Para que eso no nos suceda, el Señor, que ha creado con maestría todas las cosas, llenando la tierra de sus criaturas, a las que ha dado vida, nos dice: “Aquí está su Dios, que les llevará en sus brazos, y les atenderá. ¡Sí!; Él mismo nos atiende con amor enviándonos a Jesús, su Hijo predilecto, quien ha nacido de la Virgen María Belén, para liberarnos de la ceguera del pecado, y revelarnos de dónde venimos y hacia dónde vamos, y el camino que debemos recorrer para alcanzar una vida plena y eternamente feliz; vida que Él nos comunica en el sacramento del Bautismo, que hoy ha inaugurado en el Jordán al ser ungido con la fuerza del Espíritu Santo, que es el Amor”.
¡Qué maravilla!; el día de nuestro Bautismo, por el Espíritu Santo, a través del agua, gracias a la vida, pasión, muerte y resurrección de Jesús, Dios nos purificó de la infección mortal del pecado, e injertándonos en el Cuerpo de Cristo, que es la Iglesia, nos hizo hijos suyos, herederos y partícipes de su vida plena y eterna, que consiste en amar. ¡Somos hijos de Dios! ¿Acaso no nos gustaría que a cada uno el Padre pudiera decirnos: “Yo en ti me complazco”? ¡Ese sería el verdadero triunfo en la vida: complacer a Dios, viviendo en plenitud! Pero ¿cómo lograrlo?; imitando a Jesús, el Hijo predilecto, Modelos de humanidad perfecta, quien nos enseña que la verdadera victoria en la vida se encuentra en la santidad, que es amar.

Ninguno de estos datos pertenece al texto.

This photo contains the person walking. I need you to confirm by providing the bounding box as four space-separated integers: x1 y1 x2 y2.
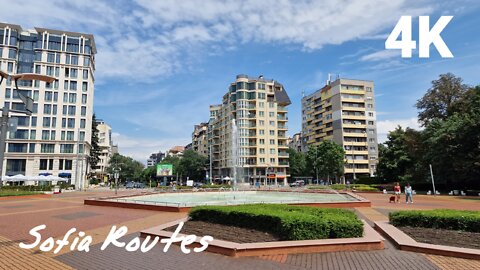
405 183 413 203
393 182 402 203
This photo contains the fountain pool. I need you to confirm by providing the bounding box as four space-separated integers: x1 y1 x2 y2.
85 191 370 212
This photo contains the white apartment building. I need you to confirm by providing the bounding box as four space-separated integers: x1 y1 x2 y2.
95 119 113 179
209 75 291 184
0 23 96 188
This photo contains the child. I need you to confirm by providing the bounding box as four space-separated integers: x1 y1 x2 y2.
393 182 402 203
405 183 413 203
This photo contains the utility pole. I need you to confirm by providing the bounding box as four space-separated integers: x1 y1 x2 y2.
428 164 437 196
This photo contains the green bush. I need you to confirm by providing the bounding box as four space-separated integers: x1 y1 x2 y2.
189 204 363 240
389 209 480 232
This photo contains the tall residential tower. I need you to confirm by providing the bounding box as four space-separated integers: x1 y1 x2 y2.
0 23 96 188
209 75 291 186
302 78 378 179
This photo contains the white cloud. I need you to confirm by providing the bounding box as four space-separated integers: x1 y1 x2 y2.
112 132 191 163
377 117 421 143
0 0 434 81
360 50 401 61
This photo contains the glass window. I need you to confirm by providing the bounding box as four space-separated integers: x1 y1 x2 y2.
40 143 55 153
67 118 75 128
60 144 73 153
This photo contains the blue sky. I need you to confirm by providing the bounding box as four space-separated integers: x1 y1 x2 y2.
0 0 480 161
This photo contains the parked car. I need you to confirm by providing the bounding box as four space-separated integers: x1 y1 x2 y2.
290 180 305 187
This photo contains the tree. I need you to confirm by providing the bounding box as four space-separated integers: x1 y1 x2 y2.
307 141 345 181
107 153 144 180
416 73 468 126
424 86 480 189
89 114 102 170
377 126 421 182
287 148 307 177
180 150 207 180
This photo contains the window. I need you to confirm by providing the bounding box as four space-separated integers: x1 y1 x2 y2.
70 81 77 91
40 143 55 153
67 131 75 141
68 106 76 115
60 144 73 153
47 53 55 63
8 143 28 153
43 117 50 127
68 93 77 103
40 159 48 170
42 130 50 140
67 118 75 128
43 104 52 114
65 159 73 170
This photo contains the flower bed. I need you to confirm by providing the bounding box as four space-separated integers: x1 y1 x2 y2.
389 209 480 232
189 204 363 240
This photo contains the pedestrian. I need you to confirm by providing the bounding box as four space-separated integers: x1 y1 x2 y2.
393 182 402 203
405 183 413 203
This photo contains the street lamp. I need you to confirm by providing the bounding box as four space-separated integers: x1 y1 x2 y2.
0 71 55 188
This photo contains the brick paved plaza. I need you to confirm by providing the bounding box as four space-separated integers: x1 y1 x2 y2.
0 191 480 270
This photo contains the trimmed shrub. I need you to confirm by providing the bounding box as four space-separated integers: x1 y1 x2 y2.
389 209 480 232
189 204 363 240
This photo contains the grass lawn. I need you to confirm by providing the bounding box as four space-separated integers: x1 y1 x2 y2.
0 190 40 197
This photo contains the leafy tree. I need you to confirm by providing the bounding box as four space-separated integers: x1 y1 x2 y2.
107 153 144 180
306 141 345 180
287 148 307 177
180 150 207 180
424 86 480 189
377 126 425 182
416 73 468 126
89 114 102 170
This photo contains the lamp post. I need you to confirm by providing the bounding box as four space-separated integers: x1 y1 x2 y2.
0 70 55 188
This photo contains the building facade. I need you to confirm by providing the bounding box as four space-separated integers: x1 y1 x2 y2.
147 151 165 167
208 75 291 186
191 123 209 156
0 23 96 188
288 132 303 152
302 78 378 179
95 119 113 179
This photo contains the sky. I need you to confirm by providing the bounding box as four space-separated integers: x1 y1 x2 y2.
0 0 480 162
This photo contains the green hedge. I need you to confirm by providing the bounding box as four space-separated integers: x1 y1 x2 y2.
189 204 363 240
389 209 480 232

Para alcanzar el verdadero éxito en la vida: “contemplar el rostro de Cristo”


Así como los que practican algún deporte aprenden mirando a los atletas que han triunfado, de igual manera, para alcanzar el verdadero éxito en la vida, debemos “contemplar el rostro de Cristo”, a través de su Palabra y de los sacramentos, y aprender su programa para estar “en forma”: la oración. Hoy, precisamente después de ser bautizado, encontramos a Jesús orando. La oración es un diálogo de amor, que nos une a Dios, y nos permite, con su luz, ver las cosas con claridad, para decir bien. A veces argumentamos que no tenemos tiempo para orar porque hay muchas cosas qué hacer. Sin embargo, si dedicáramos un rato a la oración, decidiríamos mejor y seríamos más eficientes en nuestro actuar, al saber hacia dónde vamos.

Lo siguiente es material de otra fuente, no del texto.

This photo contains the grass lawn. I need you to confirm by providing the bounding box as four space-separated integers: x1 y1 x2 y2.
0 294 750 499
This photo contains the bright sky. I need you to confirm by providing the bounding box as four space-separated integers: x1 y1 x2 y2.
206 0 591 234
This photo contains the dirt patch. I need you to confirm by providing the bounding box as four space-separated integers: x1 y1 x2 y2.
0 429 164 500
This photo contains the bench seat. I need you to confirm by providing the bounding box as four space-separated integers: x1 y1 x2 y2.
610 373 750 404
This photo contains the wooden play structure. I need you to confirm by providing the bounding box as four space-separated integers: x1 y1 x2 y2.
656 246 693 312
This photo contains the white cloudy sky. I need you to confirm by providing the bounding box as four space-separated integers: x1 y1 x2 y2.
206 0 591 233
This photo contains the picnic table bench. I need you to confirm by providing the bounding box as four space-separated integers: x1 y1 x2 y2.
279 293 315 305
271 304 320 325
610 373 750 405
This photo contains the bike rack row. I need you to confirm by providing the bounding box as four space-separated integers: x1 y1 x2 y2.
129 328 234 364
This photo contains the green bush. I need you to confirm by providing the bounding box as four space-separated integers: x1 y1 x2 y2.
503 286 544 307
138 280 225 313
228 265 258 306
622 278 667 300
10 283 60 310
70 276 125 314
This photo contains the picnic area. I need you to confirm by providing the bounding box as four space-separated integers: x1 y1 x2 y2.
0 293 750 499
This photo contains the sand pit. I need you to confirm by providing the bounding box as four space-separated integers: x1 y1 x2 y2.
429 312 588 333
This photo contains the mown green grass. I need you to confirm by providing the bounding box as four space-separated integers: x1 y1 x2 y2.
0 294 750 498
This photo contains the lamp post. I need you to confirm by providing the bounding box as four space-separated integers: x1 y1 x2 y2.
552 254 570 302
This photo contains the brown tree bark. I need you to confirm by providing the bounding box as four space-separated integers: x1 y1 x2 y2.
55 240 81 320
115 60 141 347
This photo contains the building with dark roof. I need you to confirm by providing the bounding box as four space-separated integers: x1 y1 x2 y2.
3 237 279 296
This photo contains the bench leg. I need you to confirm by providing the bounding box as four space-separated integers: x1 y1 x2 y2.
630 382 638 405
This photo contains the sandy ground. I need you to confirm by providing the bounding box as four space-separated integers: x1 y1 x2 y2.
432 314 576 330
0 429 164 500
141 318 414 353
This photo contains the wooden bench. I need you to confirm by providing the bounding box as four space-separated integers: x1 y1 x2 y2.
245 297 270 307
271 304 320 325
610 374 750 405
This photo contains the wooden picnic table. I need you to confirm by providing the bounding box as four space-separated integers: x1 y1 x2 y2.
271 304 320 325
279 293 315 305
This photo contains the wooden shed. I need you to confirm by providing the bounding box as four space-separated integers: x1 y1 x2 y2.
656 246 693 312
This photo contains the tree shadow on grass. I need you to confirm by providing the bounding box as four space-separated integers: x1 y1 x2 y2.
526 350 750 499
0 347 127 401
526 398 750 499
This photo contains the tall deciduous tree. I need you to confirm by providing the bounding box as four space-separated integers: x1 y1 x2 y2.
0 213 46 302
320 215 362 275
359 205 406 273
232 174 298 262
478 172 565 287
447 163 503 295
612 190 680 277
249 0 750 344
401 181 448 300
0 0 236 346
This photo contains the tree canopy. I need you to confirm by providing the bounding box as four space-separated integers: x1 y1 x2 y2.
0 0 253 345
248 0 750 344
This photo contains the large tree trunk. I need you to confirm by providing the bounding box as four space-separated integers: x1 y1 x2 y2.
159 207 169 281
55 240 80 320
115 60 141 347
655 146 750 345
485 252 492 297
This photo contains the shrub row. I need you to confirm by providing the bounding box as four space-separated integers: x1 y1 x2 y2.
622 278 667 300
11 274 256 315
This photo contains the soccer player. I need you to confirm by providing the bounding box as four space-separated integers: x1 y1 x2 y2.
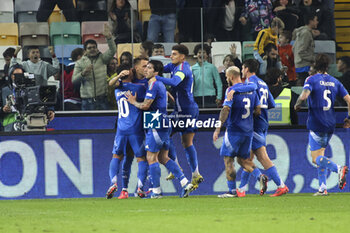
126 60 194 198
156 44 204 189
213 67 267 197
106 70 148 199
294 54 350 196
237 59 289 197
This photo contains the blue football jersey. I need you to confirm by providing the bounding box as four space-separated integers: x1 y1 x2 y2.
246 75 276 132
162 62 198 113
304 74 348 133
223 83 260 135
115 82 146 135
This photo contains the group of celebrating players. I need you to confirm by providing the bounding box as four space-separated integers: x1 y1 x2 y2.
106 45 350 199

Cuando oramos no pretendemos cambiar la voluntad de Dios para que haga la nuestra, sino que pedimos su gracia para que nuestra voluntad se conforme a la suya, que nunca se equivoca y que siempre busca nuestro verdadero y eterno bien. Esta confianza es una de las dimensiones del don maravilloso de la fe que recibimos en el Bautismo. La fe no es “un cúmulo de paradojas incomprensibles” ni es renunciar a comprender –como afirmaba el Papa Emérito Benedicto XVI-, sino “captar el fundamento sobre el que nos mantenemos como sentido y como verdad”. Ya que “la fe cristiana… trata… de Dios en la historia, de Dios hecho hombre” para nuestra salvación, quien nos muestra cómo alcanzar la vida plena y eterna que Él nos ofrece, a pesar de los sufrimientos y dificultades que podamos encontrar en esta tierra.
Por eso es indispensable unirnos a Él mediante la oración, que puede ser de petición de ayuda, de acción de gracias, de alabanza, de adoración, de contemplación, o de escucha. Sea cual sea su modalidad. La oración no nos aparta de nuestros compromisos familiares y sociales, ni de la realidad, sino que, como enseñaba el Papa Juan Pablo II: “Abriendo el corazón al amor de Dios, lo abre también el corazón de los hermanos, y nos hace capaces de construir la historia según el designio de Dios”. Y su designio es que, como Él, seamos “lumbreras en medio del Mundo… fuerza vital para los demás”, como enseñaba San Gregorio Nacianzo. Así complaceremos a Dios, siendo hijos predilectos que saben, con Jesús y como Jesús, qué hacer con lo que sucede, porque saben de dónde vienen y hacia dónde van.